No prefácio, o professor Alfredo Bosi sugere que o livro “deve ser lido como um generoso tributo à cultura popular brasileira”. Vilela introduz o leitor ao universo da viola apresentando a história do instrumento, desde as origens árabes e ibéricas e as variações de modelos e afinações. Em seguida, com citações de vários clássicos importantes da música caipira, o autor analisa todo o histórico e as transformações por que passou a viola desde que chegou ao Brasil na época do Descobrimento – das raízes, passando pela urbanização diluída no mercado, até uma “volta às origens”.

A ideia toda desse trabalho vem do doutorado feito na Psicologia Social da USP sob orientação da Ecléa Bosi, que trabalha com memória oral. “Fiz história antes de estudar música, não cheguei a terminar o curso, mas o que sempre me incomodou foi a falta de a história ser contada pela perspectiva do povo pequeno, que é um povo com o qual sempre lidei”, diz Vilela.

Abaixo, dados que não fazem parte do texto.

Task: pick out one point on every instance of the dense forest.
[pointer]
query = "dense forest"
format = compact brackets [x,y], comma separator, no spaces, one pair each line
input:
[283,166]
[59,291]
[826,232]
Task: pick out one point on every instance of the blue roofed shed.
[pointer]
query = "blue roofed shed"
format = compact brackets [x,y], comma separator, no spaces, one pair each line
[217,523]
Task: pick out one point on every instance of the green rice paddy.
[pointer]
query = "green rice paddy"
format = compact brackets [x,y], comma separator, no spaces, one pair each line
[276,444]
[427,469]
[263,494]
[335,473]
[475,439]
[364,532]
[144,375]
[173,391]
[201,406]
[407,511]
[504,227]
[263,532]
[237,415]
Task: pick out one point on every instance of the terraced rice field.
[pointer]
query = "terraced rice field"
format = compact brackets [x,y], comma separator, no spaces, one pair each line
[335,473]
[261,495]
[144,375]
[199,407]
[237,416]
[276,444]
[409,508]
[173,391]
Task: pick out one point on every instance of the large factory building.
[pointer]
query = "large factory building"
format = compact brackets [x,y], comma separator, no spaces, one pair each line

A segunda metade do livro é composta de entrevistas com personagens desse “povo pequeno”, migrantes que contam suas memórias a partir de um questionário comum a todos. Muitas lembranças são associadas à música que se ouvia no rádio, veículo que Vilela considera de fundamental importância na difusão da música caipira e de viola a partir dos anos 1920. Centrando sua tese nas figuras do violeiro e do migrante, o pesquisador contesta teorias de estudiosos como a do sociólogo Waldenyr Caldas, especialmente na questão da radiodifusão, bem como a da popularização do disco, que teriam deturpado essa música que vem do sertão.

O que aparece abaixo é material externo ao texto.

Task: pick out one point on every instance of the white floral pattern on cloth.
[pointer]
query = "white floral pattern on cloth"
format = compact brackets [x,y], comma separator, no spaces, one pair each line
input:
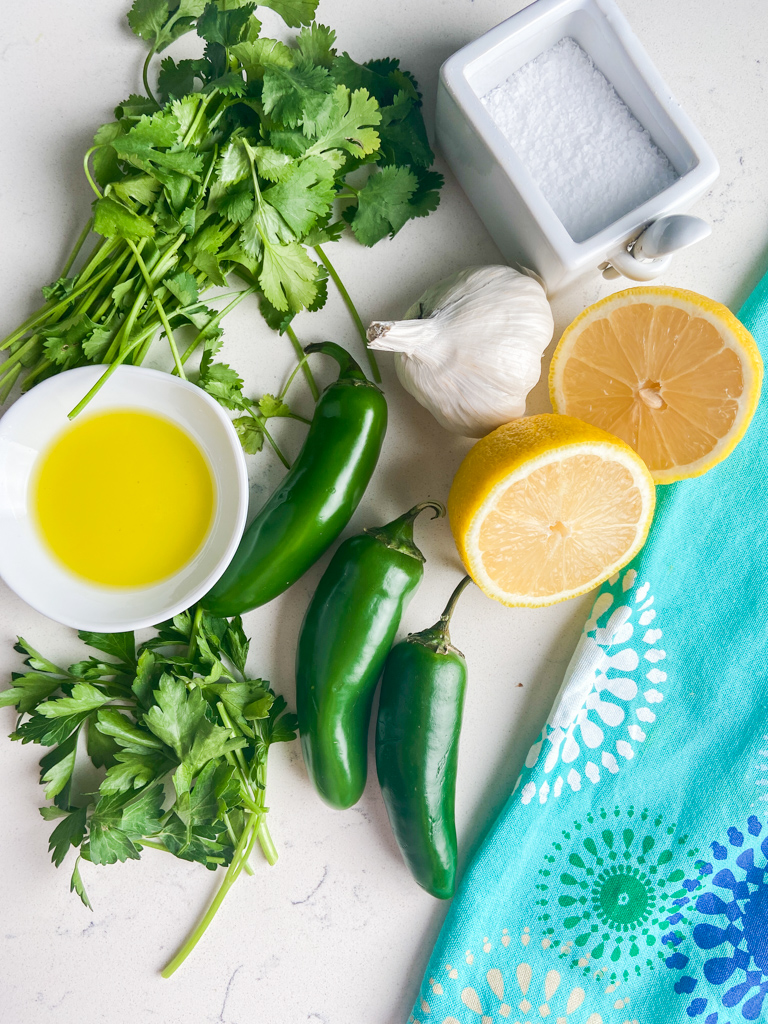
[609,697]
[514,986]
[761,782]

Tipos de viola caipira: viola de Queluz, Minervino e viola do Zé Coco do Riachão

Tipos de viola caipira: viola de Queluz, Minervino e viola do Zé Coco do Riachão

“Quem faz música caipira nunca entrou no mérito da questão musicológica, porque quem escreveu sobre isso normalmente foi historiador, cientista social, sociólogo. Há algo depreciativo na mídia sobre esse tema”, diz. “É um absurdo falar que esse tipo de música foi transmutada, prostituída a partir do disco. Não foi. Na realidade o disco e o rádio foram grandes armas de divulgação.”

Na questão da identidade nacional e do regionalismo, ele levanta, entre outras questões, o preconceito com o linguajar do caipira e uma série de características que são tratadas com desdém pela elite urbana. “Com o advento da República, em fins do século XIX, o ideal positivista fez com que toda a tradição oral ligada à escravidão e às relações patrimoniais fosse jogada fora”, diz o pesquisador. “E antes, quando a nossa cultura popular estava sendo criada, nos séculos XVIII e XIX, a elite estava olhando para fora, tentando ser europeia. Ela não presenciou esse processo sócio-histórico e ainda hoje vê essa cultura e não a reconhece como sua.”

Vilela alerta para o alto grau de complexidade das composições, que se nota a partir da transcrição para a partitura. “Como é uma música que está presa ao texto, as divisões de tempo são totalmente atípicas, muito complicadas, difíceis mesmo de ler”, diz. São outros parâmetros, diferentes da sofisticação harmônica que se valoriza dentro da MPB, segundo ele. “As texturas construídas em música folclórica, em música caipira, a gente que estuda não é capaz de fazer. Há outras sofisticações que nunca foram levadas em conta, principalmente por causa da depreciação sócio-histórica.”

Há um CD acompanhando o livro, Paisagens, que o violeiro lançou em 1998, interpretando uma maioria de composições próprias. O refinamento de seu trabalho, desde esse disco complementar ao livro, representa tanto uma abertura como a manutenção de um ideal dentro do universo caipira. O autor diz que a mensagem subliminar que há no livro é a defesa da cultura popular como assunto de segurança nacional, como ele vê nos países desenvolvidos. “Todo esse sentimento de nação, de coletivo, de povo, que existe nesses países, vem de pensar conjuntamente, e não individualmente como fazemos no Brasil”, observa. “Isso está ligado à cultura popular.”